She chewed a lip, hesitated, started to say something, then shook her head. She looked around with a quiet desperation—then pointed at the corner of a window. “Um—those. Snail things or … whatever they are.”
He looked at the lower edge of the window. Some spiny crustacean was creeping across a corner of the glass outside. “You wish to have your window cleaned of those things? I’ll try and get a crew up here when you’re at work. You know how they like to stare in at you when you’re home.”
“You can’t tell where they’re looking in those big dark helmets. Scary ol’ big daddies, I call ’em.”
“Is there something else you wanted to tell me, Jasmine?”
She closed her eyes, pursed her lips, and shook her head. He could see she’d made up her mind not to tell him.
Ryan opened his arms to her—and she came to him. He enfolded her in a warm embrace, and they gazed out the window, where the light was fading, the shadows of the deep rising with the coming of night …
PART THREE
The Third Age of Rapture
But if the cause be not good, the king himself hath a heavy reckoning to make, when all those legs and arms and heads, chopped off in battle, shall join together at the latter day and cry all “We died at such a place”; some swearing, some crying for a surgeon, some upon their wives left poor behind them, some upon the debts they owe, some upon their children rawly left.
15
“So … if I volunteer to be a test subject for these plasmid experiments,” said the man with the scars on his wrists, “I’ll be let out of here…” Carl Wing shrugged. “Sure, I got that part—but won’t I just end up locked up in some other place in Rapture?”
Sofia Lamb hesitated. She was sitting with a therapy subject in the small, overlit, metal-walled Persephone infirmary, and as the lank-haired, nervous little man in the prisoner’s jumpsuit looked trustingly at her, she suddenly wanted a cigarette. She’d given up smoking, but right now she would’ve paid a great many Rapture dollars for a single smoke. But he was looking at her with his sad green eyes, and she had to respond. “Um—
The words died on her lips. She just couldn’t go on. It all sounded so hollow. She was proposing to play Sinclair’s game and send this man to be an experimental subject. And she thought about Eleanor—her own child, the subject of experiments somewhere in Rapture …
She’d been working with other prisoners in Persephone, partly to get the warden, Nigel Weir, to trust her—and partly to indoctrinate the “patients” with her philosophy.
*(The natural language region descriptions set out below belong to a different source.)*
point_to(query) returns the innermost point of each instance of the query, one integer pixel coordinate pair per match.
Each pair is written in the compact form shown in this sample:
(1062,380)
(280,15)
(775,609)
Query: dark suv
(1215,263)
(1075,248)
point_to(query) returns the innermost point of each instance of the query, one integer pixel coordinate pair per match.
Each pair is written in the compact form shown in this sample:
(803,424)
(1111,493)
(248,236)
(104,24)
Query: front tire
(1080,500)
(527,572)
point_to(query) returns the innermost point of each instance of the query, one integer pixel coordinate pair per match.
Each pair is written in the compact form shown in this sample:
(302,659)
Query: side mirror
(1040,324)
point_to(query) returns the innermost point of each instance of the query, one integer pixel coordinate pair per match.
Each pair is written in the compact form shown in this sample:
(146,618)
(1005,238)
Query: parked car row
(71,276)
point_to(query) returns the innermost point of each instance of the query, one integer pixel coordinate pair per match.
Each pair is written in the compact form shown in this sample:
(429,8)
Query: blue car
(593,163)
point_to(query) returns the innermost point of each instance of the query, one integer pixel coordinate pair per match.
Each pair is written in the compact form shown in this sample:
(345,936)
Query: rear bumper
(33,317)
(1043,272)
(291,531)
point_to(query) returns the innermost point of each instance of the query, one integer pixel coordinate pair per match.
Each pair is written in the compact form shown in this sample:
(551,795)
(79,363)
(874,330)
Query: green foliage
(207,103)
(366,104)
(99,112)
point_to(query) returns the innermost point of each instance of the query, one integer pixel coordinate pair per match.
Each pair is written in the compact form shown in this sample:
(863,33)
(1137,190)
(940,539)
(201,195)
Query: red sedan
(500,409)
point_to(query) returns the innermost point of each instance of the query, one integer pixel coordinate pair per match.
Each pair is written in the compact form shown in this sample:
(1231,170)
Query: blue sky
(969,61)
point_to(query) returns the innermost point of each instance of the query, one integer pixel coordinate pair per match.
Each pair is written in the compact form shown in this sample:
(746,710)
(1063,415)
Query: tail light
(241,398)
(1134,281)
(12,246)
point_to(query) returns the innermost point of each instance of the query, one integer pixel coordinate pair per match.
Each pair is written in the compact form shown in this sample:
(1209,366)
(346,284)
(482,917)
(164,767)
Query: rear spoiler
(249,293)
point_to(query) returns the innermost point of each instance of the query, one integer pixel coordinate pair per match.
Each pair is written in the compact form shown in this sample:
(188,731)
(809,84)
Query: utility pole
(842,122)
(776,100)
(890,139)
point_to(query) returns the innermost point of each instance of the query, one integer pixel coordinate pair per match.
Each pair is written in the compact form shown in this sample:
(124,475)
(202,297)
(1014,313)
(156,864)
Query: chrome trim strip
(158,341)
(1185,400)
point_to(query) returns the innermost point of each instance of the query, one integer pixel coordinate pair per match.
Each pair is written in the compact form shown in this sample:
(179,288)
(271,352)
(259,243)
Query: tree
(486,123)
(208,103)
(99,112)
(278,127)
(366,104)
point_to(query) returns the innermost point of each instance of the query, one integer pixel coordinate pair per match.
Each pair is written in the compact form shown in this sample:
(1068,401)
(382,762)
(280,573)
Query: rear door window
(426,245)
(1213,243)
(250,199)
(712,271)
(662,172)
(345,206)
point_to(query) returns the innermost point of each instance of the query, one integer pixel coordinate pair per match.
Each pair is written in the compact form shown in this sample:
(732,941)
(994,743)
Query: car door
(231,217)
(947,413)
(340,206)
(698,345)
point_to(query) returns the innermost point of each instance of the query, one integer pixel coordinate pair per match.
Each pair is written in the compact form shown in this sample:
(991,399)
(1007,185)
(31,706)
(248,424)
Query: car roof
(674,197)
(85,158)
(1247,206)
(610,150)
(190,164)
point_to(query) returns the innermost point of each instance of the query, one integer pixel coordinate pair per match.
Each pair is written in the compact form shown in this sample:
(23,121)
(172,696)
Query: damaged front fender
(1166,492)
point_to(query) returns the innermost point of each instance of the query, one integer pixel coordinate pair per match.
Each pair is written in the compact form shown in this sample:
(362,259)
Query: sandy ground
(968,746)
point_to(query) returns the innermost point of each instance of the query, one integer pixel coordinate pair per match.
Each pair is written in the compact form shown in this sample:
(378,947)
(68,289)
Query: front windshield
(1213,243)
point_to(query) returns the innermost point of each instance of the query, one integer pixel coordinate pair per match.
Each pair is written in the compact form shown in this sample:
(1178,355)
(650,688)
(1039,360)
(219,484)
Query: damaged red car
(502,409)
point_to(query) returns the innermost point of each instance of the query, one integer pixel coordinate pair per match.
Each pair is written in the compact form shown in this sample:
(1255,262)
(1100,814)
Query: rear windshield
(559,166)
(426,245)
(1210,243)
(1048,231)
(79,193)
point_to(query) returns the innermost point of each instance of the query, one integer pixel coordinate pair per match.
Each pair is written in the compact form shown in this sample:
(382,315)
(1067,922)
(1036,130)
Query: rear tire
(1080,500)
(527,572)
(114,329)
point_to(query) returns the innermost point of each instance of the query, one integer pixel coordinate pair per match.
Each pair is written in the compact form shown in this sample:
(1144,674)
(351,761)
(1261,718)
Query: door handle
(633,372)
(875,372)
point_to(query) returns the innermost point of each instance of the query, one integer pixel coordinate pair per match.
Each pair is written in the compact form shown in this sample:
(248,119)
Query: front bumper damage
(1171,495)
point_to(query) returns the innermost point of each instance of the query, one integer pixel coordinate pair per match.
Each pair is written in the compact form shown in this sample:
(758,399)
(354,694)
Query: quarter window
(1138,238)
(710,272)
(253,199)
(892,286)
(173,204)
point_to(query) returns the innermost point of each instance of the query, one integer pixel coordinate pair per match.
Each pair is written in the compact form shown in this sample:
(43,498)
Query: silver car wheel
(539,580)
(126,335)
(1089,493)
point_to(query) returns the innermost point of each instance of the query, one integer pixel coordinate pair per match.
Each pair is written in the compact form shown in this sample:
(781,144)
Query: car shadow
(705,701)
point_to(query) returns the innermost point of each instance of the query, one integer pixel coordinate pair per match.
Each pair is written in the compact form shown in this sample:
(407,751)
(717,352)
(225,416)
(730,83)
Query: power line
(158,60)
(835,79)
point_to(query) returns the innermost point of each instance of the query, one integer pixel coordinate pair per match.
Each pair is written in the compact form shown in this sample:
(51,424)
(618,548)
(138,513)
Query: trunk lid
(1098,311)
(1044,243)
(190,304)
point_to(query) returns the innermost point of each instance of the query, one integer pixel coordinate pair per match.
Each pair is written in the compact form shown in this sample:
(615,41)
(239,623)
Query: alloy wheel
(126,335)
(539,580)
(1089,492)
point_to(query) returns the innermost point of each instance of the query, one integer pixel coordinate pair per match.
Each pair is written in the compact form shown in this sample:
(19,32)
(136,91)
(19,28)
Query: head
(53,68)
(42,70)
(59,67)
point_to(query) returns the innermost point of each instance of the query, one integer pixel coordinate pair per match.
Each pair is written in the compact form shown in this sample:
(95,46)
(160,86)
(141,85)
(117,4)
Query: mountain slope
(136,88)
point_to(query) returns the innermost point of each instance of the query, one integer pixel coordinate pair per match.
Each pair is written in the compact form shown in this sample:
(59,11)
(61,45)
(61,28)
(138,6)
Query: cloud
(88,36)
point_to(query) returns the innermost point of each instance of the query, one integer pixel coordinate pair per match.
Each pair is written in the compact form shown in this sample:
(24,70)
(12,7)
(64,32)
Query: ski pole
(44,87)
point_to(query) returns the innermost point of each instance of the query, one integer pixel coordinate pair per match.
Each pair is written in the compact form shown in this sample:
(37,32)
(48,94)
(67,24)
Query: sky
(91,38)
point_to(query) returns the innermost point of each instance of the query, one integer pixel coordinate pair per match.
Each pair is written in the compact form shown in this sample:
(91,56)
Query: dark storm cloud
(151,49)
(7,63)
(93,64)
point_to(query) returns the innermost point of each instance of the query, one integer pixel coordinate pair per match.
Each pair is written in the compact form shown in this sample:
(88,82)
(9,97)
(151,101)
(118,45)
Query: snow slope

She was creating moles who would be activated when she sent them the prearranged signal, as part of her scheme to escape Persephone and overthrow Ryan …
The therapy sessions with Persephone prisoners under the auspices of working for the warden had seemed necessary. Part of the deal was prepping some of them for Sinclair’s experiments.
But abruptly—it had become unbearable. And as she realized that, another realization swept over her like water crashing through a collapsing seawall.
She cleared her throat and said, “Carl—we’re going to change course here, you and I. You won’t have to volunteer for … experiments. If you want to help our cause, then simply go to your cell and wait till the doors unlock and you hear the signal we talked about. ‘The butterfly is taking wing.’ Then … head for the guard’s tower. Overwhelm anyone who tries to stop you.”
He gaped at her. “The tower? Really? When did you decide—?”
She shrugged and smiled ruefully. “Just now! I felt the movement of the body—the True Body of Rapture! Truth is in the body, Carl! The body is speaking to me—speaking
He nodded eagerly, his eyes shining.
She went to the door, called for the guard, and had Carl escorted back to his cell. She didn’t need an escort herself—she had a pass that allowed her to move freely from one part of Persephone to another, so long as she didn’t try to leave the facility.
But today, she decided, as she strode down the corridor, she would become the one issuing passes—she would make the move for which she’d long prepared. She prepared for this day—but she hadn’t felt ready, till this moment. It wasn’t just Carl or the others like him. It was the thought of Eleanor—the painful fact of Sinclair and his scientists warping the girl’s powerful but innocent mind. She could bear it no longer.